It’s Cheesecake Day you guys!!! Now I’m not sure if that is an actual holiday, or something my my food blogger friends made up so that we’d all make cheesecakes and post them the same day, but either way it’s happening.
It didn’t take much arm-pulling to convince me to bake something cheesecake-y delicious today- or in this case- well NOT bake anything at all. Yup- this is a no-bake cheesecake. So creamy, so lush, and no turning on the oven required! As much as I love me some baked goods even if my apartment gets toasty, it sure is nice to not have to mess with it once in awhile.
This cheesecake is paired with my all-time favorite Salted Caramel Sauce which makes it even more sensational. Creamy silky cheesecake, gooey salty caramel sauce, and a crumbly graham cracker crust- what else is there!?
This recipe couldn’t be easier, (well you do have to make the caramel sauce, but if you use store-bought instead I won’t tell,) and it really looks so fancy and impressive when all is said and done. Fancy dessert that’s easier than it looks- my kind of recipe you guys!

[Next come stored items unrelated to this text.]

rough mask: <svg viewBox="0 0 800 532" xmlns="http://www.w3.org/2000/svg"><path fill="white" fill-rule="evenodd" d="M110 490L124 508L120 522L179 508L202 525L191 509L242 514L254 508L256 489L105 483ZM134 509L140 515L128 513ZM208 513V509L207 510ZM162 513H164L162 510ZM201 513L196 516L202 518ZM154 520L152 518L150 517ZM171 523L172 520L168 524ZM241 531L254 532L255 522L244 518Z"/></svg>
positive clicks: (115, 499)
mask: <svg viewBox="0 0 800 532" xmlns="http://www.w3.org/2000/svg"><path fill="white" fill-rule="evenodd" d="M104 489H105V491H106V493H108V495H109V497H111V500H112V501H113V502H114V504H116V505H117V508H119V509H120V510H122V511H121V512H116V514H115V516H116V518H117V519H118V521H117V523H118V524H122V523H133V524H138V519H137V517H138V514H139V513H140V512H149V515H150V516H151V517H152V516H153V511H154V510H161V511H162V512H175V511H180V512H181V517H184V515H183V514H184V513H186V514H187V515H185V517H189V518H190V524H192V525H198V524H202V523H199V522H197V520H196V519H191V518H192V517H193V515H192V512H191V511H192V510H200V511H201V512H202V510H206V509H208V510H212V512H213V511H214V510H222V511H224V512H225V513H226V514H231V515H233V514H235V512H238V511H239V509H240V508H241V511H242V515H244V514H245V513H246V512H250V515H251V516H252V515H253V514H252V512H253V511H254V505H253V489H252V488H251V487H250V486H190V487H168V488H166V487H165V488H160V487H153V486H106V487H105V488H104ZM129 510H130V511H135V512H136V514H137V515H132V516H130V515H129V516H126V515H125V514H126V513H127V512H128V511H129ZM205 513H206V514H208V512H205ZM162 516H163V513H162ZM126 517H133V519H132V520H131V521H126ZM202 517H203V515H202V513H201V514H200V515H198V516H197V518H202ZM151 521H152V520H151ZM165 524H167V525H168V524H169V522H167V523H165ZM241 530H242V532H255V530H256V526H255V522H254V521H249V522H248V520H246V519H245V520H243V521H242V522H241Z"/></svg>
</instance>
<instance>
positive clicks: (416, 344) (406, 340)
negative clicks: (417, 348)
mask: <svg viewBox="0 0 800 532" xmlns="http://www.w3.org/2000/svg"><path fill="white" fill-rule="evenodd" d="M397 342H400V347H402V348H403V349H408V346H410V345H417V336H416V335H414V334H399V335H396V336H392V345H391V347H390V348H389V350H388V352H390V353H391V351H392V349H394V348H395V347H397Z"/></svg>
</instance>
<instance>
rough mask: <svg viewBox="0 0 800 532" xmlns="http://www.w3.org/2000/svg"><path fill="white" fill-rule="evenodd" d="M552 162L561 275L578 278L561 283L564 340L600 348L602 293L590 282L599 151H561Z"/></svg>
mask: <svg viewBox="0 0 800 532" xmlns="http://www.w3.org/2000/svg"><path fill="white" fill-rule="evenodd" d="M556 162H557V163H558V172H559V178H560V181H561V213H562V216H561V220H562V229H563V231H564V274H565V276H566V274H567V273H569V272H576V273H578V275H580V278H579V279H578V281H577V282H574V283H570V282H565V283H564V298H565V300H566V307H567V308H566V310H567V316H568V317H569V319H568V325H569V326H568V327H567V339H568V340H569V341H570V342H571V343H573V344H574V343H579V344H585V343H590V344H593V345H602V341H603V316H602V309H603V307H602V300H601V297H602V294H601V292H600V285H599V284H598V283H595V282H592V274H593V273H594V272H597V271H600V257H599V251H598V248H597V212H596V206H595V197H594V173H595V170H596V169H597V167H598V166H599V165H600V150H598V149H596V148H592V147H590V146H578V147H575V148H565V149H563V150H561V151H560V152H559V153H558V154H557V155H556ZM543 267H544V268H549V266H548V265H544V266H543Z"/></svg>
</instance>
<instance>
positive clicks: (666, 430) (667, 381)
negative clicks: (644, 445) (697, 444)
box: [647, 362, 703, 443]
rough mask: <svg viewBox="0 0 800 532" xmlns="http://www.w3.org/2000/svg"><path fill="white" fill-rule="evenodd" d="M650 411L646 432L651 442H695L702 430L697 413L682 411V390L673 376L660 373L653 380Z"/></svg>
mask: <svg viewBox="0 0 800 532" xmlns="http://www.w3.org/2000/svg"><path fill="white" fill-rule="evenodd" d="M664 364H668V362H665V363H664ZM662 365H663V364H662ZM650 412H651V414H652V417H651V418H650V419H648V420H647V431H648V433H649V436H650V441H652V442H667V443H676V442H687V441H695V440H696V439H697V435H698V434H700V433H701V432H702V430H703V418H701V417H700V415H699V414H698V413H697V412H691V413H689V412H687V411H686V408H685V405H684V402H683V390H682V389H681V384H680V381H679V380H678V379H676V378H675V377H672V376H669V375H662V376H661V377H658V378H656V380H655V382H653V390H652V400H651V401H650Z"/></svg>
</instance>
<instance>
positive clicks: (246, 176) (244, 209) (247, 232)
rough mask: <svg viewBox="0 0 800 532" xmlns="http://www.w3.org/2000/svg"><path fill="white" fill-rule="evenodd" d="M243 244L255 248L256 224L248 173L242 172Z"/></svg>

- 1½ cups graham cracker crumbs
- 3 tablespoons melted butter
- 2 tablespoons brown sugar
- 12 oz cream cheese, softened.
- ⅓ cup white sugar
- juice of ½ a lemon
- 1 teaspoon vanilla extract
- ¾ cup heavy whipping cream
- ½ cup Salted Caramel Sauce
- Flakey Sea Salt for sprinkling
- Combine graham cracker crumbs, brown sugar and melted butter together in a medium sized bowl and mix.
- Press into the bottom and sides of a 6 or 7 inch spring form pan. Chill until ready to use.
- In the bowl of a stand mixer fitted with a paddle attachment, mix together the cream cheese, sugar, vanilla and lemon juice until smooth and creamy.
- In a separate bowl, beat the whipping cream until stiff peaks form. Gently fold the whipped cream into the cream cheese mixture.
- Transfer half the filling into the prepared crust, using an off-set spatula to slightly smooth the top. Spread ¼ cup of the caramel sauce onto the filling. Dollop the rest of the filling on top and smooth with the spatula. Spoon the rest of the caramel sauce over the top of the cheesecake.
- Use a skewer or the back of a knife to swirl the caramel into the filling. Sprinkle with flakey sea salt.
- Cover with plastic wrap and chill for several hours or overnight.